I am so guilty of this. Guilt Guilt Guilt. Outward religion is not just poetry, not just something nice to look at. Not merely a graven image. NO. It is sustenance, breath, love. Oh yes. Not only outward and physical... oh how that haunts protestants... neither though can it be inward only. Balance is key again. Bringing balance is the hardest thing I have ever done in my life. But Balance is what I want.

Wednesday, December 3, 2008

Mass and Mystery

A few weeks ago a friend wrote a blog that made me cry. The Ideal of Perfection, he titled it. I've been thinking quite a bit about perfection lately. I abhor it and strive for it simultaneously. I don't want it pressed upon me, or expected of me, or least of all, to find it in someone else. And yet, in some ways it fascinates me. Failing perfection is both a crushing and freeing feat.

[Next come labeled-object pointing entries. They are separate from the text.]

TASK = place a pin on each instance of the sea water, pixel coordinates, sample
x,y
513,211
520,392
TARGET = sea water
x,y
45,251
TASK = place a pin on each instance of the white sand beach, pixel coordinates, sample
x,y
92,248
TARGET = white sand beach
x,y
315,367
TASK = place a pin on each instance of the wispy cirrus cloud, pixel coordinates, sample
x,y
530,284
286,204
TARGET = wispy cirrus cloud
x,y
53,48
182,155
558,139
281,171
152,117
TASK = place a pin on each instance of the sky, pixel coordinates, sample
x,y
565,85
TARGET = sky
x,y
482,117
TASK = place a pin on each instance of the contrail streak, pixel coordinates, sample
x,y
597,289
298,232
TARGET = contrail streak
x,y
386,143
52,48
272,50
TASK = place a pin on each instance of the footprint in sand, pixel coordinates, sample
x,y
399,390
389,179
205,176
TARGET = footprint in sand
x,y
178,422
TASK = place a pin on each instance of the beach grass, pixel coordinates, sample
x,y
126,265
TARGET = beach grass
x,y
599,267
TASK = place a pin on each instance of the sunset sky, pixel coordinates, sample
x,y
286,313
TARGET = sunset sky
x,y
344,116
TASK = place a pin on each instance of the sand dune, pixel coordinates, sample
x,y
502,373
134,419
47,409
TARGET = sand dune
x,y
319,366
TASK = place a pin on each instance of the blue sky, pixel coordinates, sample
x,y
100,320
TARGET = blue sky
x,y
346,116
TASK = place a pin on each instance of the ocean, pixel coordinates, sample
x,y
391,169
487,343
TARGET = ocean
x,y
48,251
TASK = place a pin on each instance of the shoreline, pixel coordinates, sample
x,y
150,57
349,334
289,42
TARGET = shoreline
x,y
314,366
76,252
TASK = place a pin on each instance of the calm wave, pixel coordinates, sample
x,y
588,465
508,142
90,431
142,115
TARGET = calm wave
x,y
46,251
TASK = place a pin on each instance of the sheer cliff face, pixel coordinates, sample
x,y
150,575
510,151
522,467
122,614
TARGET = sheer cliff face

There is no place perfection is more freeing than in Mass. The Mystery of Christ and the Community of the Saints brings a settled feeling that if perfection were attainable, this would be the only way it would be worthwhile... shared amongst the devoted, obedient, and severely flawed created lovers of He who is beyond, outside of perfection. However, I can say this: Commitment to obedience is SO much easier in the Catholic church. It is almost not even a thought, it is so simple. It is built in to the structure of the Catholic Life, and therefore, it is not a freedom or a choice. If you choose Catholic you choose a life bound to the pursuit of perfection... always knowing you will fail. The Protestant church does not include built in obedience, but built in Rebellion. They cry again and again "Not your way but MINE!" Each generation protesting something in the generation previous so that they will never cease to be protestants. So that Obedience must consistently be a choice, a daily battle, a constant struggle, an uphill climb battling elements which will most certainly steal your soul, so that when you finally reach the perfected moment of Mountain Top Spirituality, you see clearly that this is not what Christ meant by "Be holy as I am Holy."

Timothy's blog brought back to me some part I've lost. LEX ORANDI, LEX CREDENDI: branded into my skin, forever borne on my arm for all the world to know that I commit to this: As we pray, so we believe. I know that Catholicism and Protestantism will never be one church. I know there will always be some resentment, hesitancy, and ill-will between them. I know that neither is perfect and so neither can my commitment be perfect. But no where does this impossibility give me the freedom, the right, to say, "Well I can't be perfect. I can't be obedient to both churches, so I will throw up my arms and run with wild abandon into sin." Not that this is my mentality. More often, I feel more at home in myself consciously choosing sin. Since I cannot be perfect, and because I hate the disappointment of failure, I will choose failure, and that way, I cannot be disappointed... only fractured and depressed.


Today, I am reminded that this is a New Year. Advent has begun. Lent is on it's way, and freedom is not found in perfection, commitment, or obedience, but in my broken and fractured acceptance that I am because He was, is, and will be. Again and Again. I choose Catholic and Protestant, because I choose Christ, Man and God. Obedience and Rebellion. Homousios. Of the same substance. Two sides of the same coin. Separately unattainable. Together truth.